Reinserción de Egipto en el contexto mediterráneo

Si bien siempre se ha dicho que Egipto es uno de los países más importantes dentro del contexto africano, árabe, musulmán y mediterráneo, las relaciones que aquel estado mantiene con gobiernos europeos ha sido un tema de gran relevancia.  A sabiendas de las buenas conexiones existentes entre Egipto y Estados Unidos, era necesario establecer lo mismo, pero con la Unión Europea.  Ahora, hasta el momento no se puede decir que egipcios y europeos gozan de una gran relación, pero al menos se le está empezando a dar mayor poder e importancia al gobierno egipcio en el “Proceso de Barcelona: Unión por el Mediterráneo”.

No es coincidencia que la primera copresidencia de este bloque haya quedado en manos, justamente, de Francia y Egipto.  En este sentido, hay que destacar la figura de Hosni Mubarak, un líder que, como ya se ha hecho costumbre, sirve para demostrar el doble discurso de los europeos.  Claro, porque al igual que en otras naciones árabes y/o musulmanas, la Unión Europea apoya a un presidente que claramente ha caído en violaciones a los derechos civiles de su población.  Sin embargo, Europa parece preferir esta situación en la medida que se mantenga un gobierno laico en Egipto u otros estados árabes.  Es por esto que surge la pregunta, ¿realmente existe una conciencia democrática?, ¿o sólo se trata de buscar los beneficios personales?  Da la impresión que se trata de lo segundo y por eso, aunque suene majadero, no es una mera casualidad ver a Egipto teniendo un rol protagónico.

Finalmente, cabe consignar que cuando se inició el Proceso de Barcelona original, muy pocos estados árabes estaban con esta iniciativa.  Hoy, la situación ha cambiado y ahora el único que no está es Libia.  Por eso, nuevamente aparece como fundamental el rol que pueda cumplir Egipto en la primera copresidencia correspondiente a la ribera sur del Mediterráneo.  ¿Será capaz Hosni Mubarak de torcer la mano de Muammar al Gaddafi?, ¿logrará seguir frenando las revoluciones religiosas y sociales que amenazan con explotar en países como Argelia y Líbano?, ¿podrá el gobierno egipcio establecer nexos con una Mauritania bajo el poder de los militares?  Estos y muchos otros serán los desafíos que tendrá Egipto.  Y siempre bajo la firme observación de Europa.

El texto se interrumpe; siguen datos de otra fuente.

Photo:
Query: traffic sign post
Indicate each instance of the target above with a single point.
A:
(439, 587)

Conclusiones y proyecciones

Entendiendo la etapa previa a la Cumbre de Paris, el desarrollo de la reunión y el paso de los meses, se pueden elaborar un comentario u observación final.  Si bien el nuevo formato del original Proceso de Barcelona ha demostrado mayor acción y presencia -básicamente gracias a la campaña del presidente francés Nicolas Sarkozy-, nada hace presagiar que esta iniciativa está encaminada al éxito.  En paralelo, tampoco se puede decir que es la crónica de una muerte anunciada.  Sin embargo, existen evidentes señales que sugieren prudencia a la hora de pensar en un futuro positivo para el “Proceso de Barcelona: Unión por el Mediterráneo”.

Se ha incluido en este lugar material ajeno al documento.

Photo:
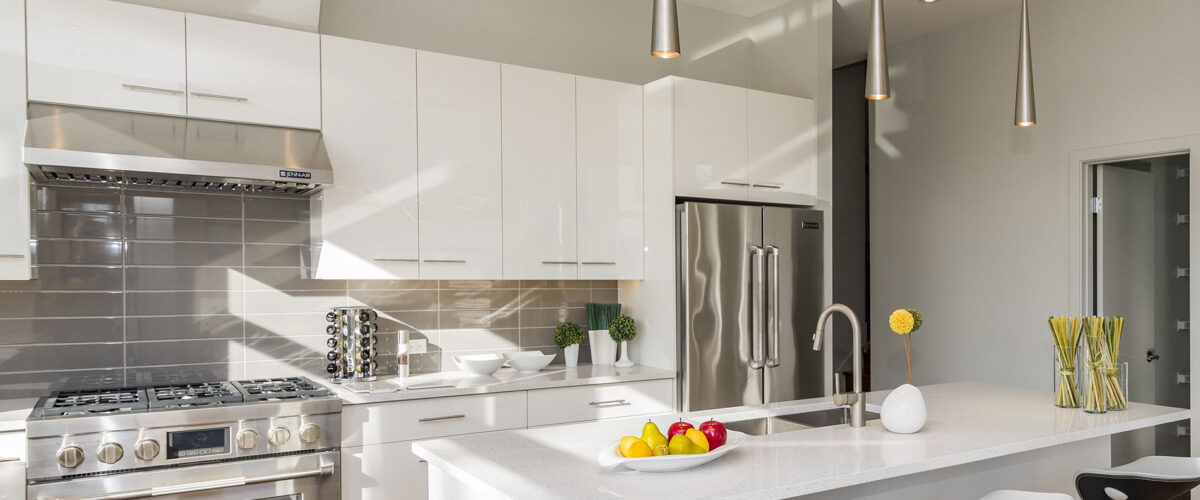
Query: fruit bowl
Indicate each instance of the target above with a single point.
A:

Claro, ya se realizó una primera reunión con 43 jefes de gobierno y/o estado, pero aquello aún no es suficiente para sentir que la base de este proyecto es sólida y con una importante garantía de permanencia en el tiempo.  Alguien dirá que ya cuenta con una secretaría, con una copresidencia y con seis proyectos de alto vuelo.  Empero, hay que hacer un cuestionamiento lógico respecto a cómo concretar las iniciativas y los planes ideados en la Cumbre de Paris.  Por ejemplo, preguntarse de dónde vendrán los recursos económicos o qué sienten los pueblos de los 43 estados involucrados en esta unión mediterránea.  ¿Realmente existirá un apoyo por parte de las masas en cada uno de los países involucrados?, ¿podrá aportar la Unión Europea con dinero si ya tiene hecho su presupuesto hasta 2013?, ¿será capaz el Banco Europeo de Inversión de soportar todo el costo económico?, ¿estará dispuesto a hacerlo?

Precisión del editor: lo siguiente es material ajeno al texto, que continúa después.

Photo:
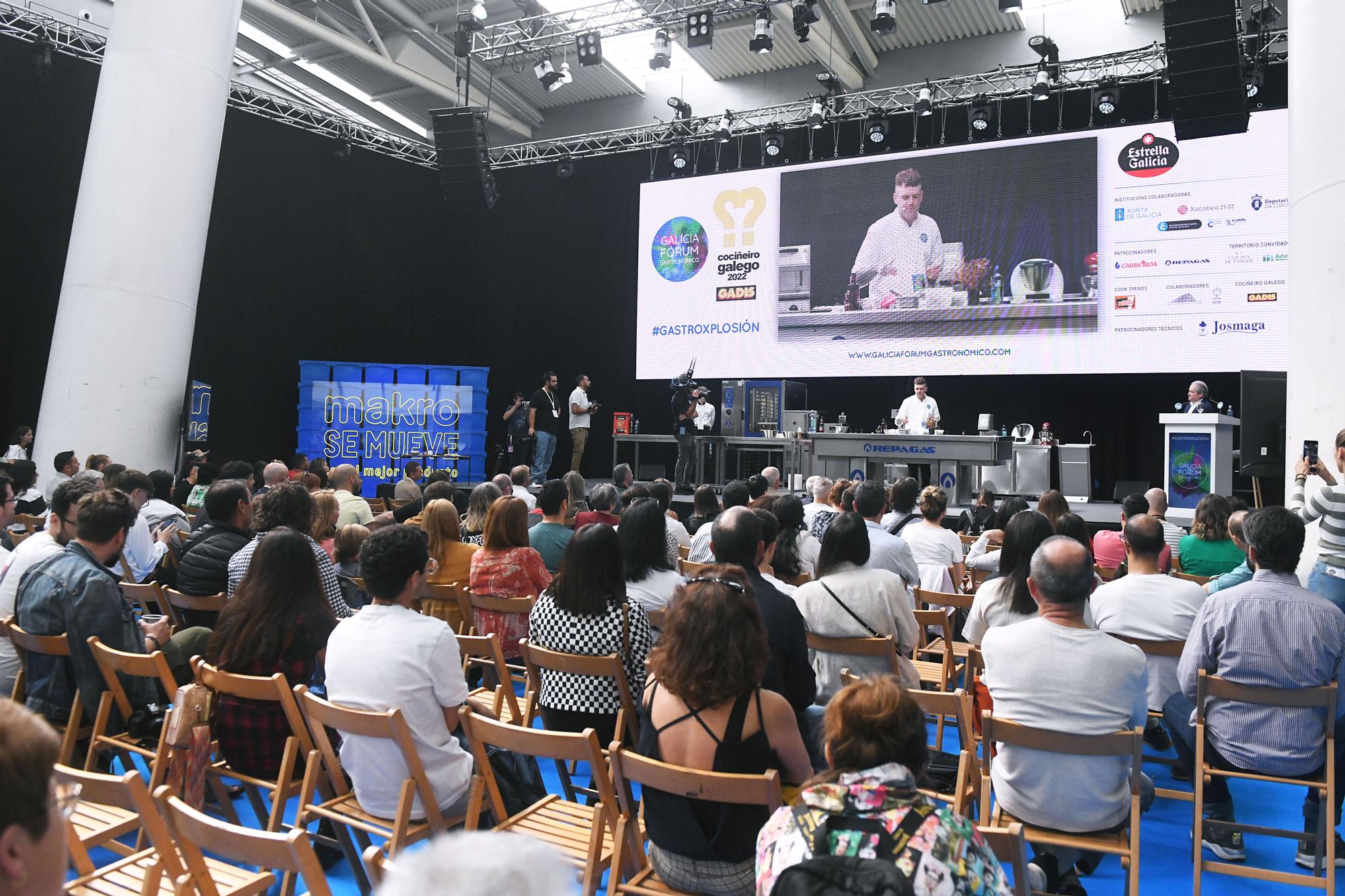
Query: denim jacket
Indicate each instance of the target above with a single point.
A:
(75, 595)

Otro asunto muy importante es saber si aquellos proyectos de infraestructura en la zona costera magrebí tendrán un alto impacto en el ecosistema de la región.  Se debe realizar un estudio profundo, que permita estar seguro que lo que se construirá sólo traerá beneficios y no turbulencias para los estados involucrados.  En países como Argelia, Egipto y Túnez un estallido social podría agudizar más la inestabilidad política de sus gobiernos y aquello traería nefastas consecuencias para Europa.  El riesgo de enfrentamientos ideológicos es demasiado grande y un error en la concepción de los proyectos euromediterráneos podría, en vez de aunar posturas, agudizar las divisiones ya existentes entre la ribera sur y norte.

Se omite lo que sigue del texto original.